50.5 Common Alert Scenarios
| Alert | Root Cause | Investigation Steps |
|---|---|---|
| High P95 latency | LLM inference bottleneck, tool timeout | Check GPU utilization, tool error logs |
| Tool error rate spike | External API down, rate limit hit | Check tool-specific logs, upstream status |
| Token spike | Prompt injection, infinite loop bug | Review recent sessions, check max_steps |
| Instance down | OOM kill, container crash | Check pod logs, kubectl describe pod |
| Cost overrun | High traffic, expensive tasks | Check active sessions, task complexity |
Summary
This chapter established a complete Prometheus + Grafana monitoring system for Hermes Agent:
- Five-dimension metrics: Performance (latency), reliability (success/error rates), cost (tokens/USD), capacity (sessions), and business (completion rate).
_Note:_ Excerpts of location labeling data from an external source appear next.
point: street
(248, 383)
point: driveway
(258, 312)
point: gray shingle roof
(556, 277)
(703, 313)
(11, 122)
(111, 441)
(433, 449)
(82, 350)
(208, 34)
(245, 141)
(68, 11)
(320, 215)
- Code-level instrumentation: Decorators and context managers transparently embed metric collection into Agent core code.
- Prometheus setup: Includes scrape configuration, recording rules (pre-computation reduces query load), and service discovery patterns.
- Multi-level alerting: Warning → Critical severity, routed by team (platform/finance), integrated with Alertmanager + Slack + PagerDuty.
- Grafana Dashboard: Pre-built JSON for key metrics visualization enabling rapid problem diagnosis.
Review Questions
- Beyond per-token billing, what other cost dimensions should be tracked for LLM inference?
- If Hermes Agent is deployed in an air-gapped private environment, how would you redesign the monitoring architecture?
- How do you define "success" for a tool call? Is an HTTP 200 response sufficient to declare business success?
- Alert fatigue is a common failure mode of monitoring systems. How do you design inhibition rules to prevent alert storms?